The information below comes from the statement of deficiencies compiled by health inspectors and provided to AHCJ by the Centers for Medicare and Medicaid Services. It does not include the steps the hospital plans to take to fix the problem, known as a plan of correction. For that information, you should contact the hospital, your state health department or CMS. Accessing the document may require you to file a Freedom of Information Request. Information on doing so is available here.


Based on observations, interviews and document review, the facility staff failed to ensure six of six (6) personnel adhered to the facility's infection prevention and control guidelines (Staff Members #7, #8, #9, #10, #11, and #12).

The findings include:

On 9/23/2020 during a tour of the facility, the following observations were made:

At approximately 9:30 A.M. in the patient/visitor waiting area of the Emergency Department (ED), Staff Member #9 was observed cleaning three (3) newly vacated chairs. Staff Member #9 used two large size (6 x 6.75 inches per the container) Sani-Cloth Germicidal Disposable wipes to clean/disinfect all three (3) chairs. The wipe container included the following information: Disinfects in 2 Minutes, To Disinfect and Deodorize: ...Allow treated surface to remain wet for a full two (2) minutes (120 seconds). Let air dry.
The three (3) chairs remained wet for approximately 75 seconds. Staff Members #4 and #5 agreed the chairs were not kept wet for the appropriate amount of time to disinfect the chairs.

The container states the wipes are effective against: Bacteria..., Multi-Drug Resistant Bacteria..., Viruses: Adenovirus Type 5, Herpes Simplex Virus Type 2, Human Coronavirus Strain 229E, Influenza A/Hong Kong, Influenza A (H1N1) virus, Respiratory Syncytial Virus (RSV), Rhinovirus, Rotavirus Strain WA, Vaccinia virus, Kills Pandemic 2009 H1N1 Influenza A virus. The container did not list COVID-19: coronavirus [DIAGNOSES REDACTED]-CoV-2 as one of the organisms it is affective against. A copy of the directions on the Sani-Cloth Germicidal Disposable container was provided by Staff Member #3, the Infection Control Preventionist.

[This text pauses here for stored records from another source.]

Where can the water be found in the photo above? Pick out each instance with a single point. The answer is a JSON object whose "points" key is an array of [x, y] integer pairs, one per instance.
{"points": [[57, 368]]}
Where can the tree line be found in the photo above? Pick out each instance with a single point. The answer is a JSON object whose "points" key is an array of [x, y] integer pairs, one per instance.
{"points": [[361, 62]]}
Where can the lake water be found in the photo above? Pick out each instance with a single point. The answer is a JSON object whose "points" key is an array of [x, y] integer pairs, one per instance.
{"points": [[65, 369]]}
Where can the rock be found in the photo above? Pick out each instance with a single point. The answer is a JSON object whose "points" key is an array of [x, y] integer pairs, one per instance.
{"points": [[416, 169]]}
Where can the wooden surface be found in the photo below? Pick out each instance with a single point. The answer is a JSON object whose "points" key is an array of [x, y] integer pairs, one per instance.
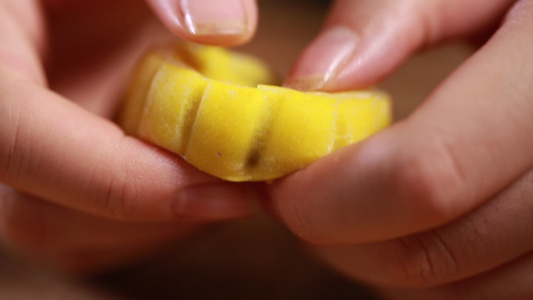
{"points": [[254, 259]]}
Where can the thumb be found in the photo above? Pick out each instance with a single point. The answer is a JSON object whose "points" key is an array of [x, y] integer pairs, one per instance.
{"points": [[221, 22], [364, 40]]}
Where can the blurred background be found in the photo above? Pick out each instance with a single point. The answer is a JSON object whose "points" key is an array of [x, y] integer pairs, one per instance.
{"points": [[252, 259]]}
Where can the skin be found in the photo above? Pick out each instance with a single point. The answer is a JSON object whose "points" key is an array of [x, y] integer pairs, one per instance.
{"points": [[76, 192], [435, 207]]}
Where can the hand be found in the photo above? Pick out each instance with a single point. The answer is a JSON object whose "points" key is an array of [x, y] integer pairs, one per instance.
{"points": [[75, 192], [438, 206]]}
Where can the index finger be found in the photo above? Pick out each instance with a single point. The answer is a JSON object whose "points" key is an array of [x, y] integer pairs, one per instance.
{"points": [[221, 22], [51, 148], [470, 139]]}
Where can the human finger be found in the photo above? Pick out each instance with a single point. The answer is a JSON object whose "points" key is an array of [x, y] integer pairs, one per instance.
{"points": [[468, 141], [489, 237], [224, 22], [74, 241], [54, 149], [362, 41], [512, 281]]}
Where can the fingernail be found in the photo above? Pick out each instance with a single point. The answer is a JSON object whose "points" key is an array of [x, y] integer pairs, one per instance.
{"points": [[323, 59], [219, 201], [214, 17]]}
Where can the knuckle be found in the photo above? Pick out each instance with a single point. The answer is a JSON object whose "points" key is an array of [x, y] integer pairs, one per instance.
{"points": [[22, 225], [423, 261], [112, 200], [430, 183]]}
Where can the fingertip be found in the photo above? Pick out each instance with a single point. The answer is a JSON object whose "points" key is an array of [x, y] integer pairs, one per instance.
{"points": [[217, 202], [223, 23]]}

At approximately 10:00 A.M. the ED department was observed. Staff Member #8, a Physician's Assistant, was observed touching their mask repeatedly without performing hand hygiene. Staff Member #8 then walked into Room #1 which was occupied by a patient.

At approximately 10:05 A.M. while in the ED, Staff Member #7 (a physician) was observed leaving Room #1 without performing hand hygiene and went directly to the computer and began entering information.

At approximately 10:15 A.M. the Cardiac Cath Lab was entered for observations. Staff Member #10 (Manager of Cardiology) left their office while placing their mask on to introduce themselves. Staff Member #10 spoke with the surveyors for approximately two (2) to three (3) minutes while repeatedly touching their cloth mask without performing hand hygiene.

At approximately 10:50 A.M. Staff Members #11 (Transporter) and #12 (Environmental Services) were observed on the Ortho Joint Surgical Unit. Staff Member #11 and #12 were observed wearing only a cloth mask. Staff Member #11 was transporting a patient on a stretcher and would touch their mask and then the stretcher without performing hand hygiene.

During the entrance procedure, on 9/23/2020 at approximately 9:20 A.M., Staff Member #3 stated, "The staff are to wear a surgical mask in any patient care area except where there is aerosol generating procedures occurring. Staff are then required to wear N-95 mask. If a staff member has been in a aerosol generating procedure, they must wear the N-95 mask for one (1) hour post procedure.
If a staff member chooses to wear a cloth mask, they are required to wear a surgical mask over the cloth mask."

Staff Member #1 also stated in entrance, "N-95 mask have always been available to our staff due to such issues as caring for a patient with or suspected of having TB or on airborne isolation. N-95 mask are obtained from the staff's manager. Every staff member is fit tested on hire and repeated annually. A sticker with the mask they need is placed on their ID badge.

If a staff member is not participating in a non-aerosol generating procedure and caring for a patient suspected of or positive for Covid-19, they should wear a surgical mask, gown and gloves."

Staff Member #1 provided the following documents:
Procedure IP&C Hand and Fingernail Hygiene #204, which documented the following:
Required Actions: #2 Examples of important hand hygiene opportunities
Supplemental Guidance: Upon exit of any patient room, regardless of isolation status.

Job Aid: Sequence for Safely Donning and Doffing Personal Protective Equipment (PPE); Manual: Infection Prevention & Control Original Date 5/28/2020.
Doffing PPE:
Mask or Respirator:
Front of mask is contaminated - DO NOT TOUCH!
If your hand get contaminated during mask or respirator removal, immediately wash your hands or use an alcohol based hand sanitizer.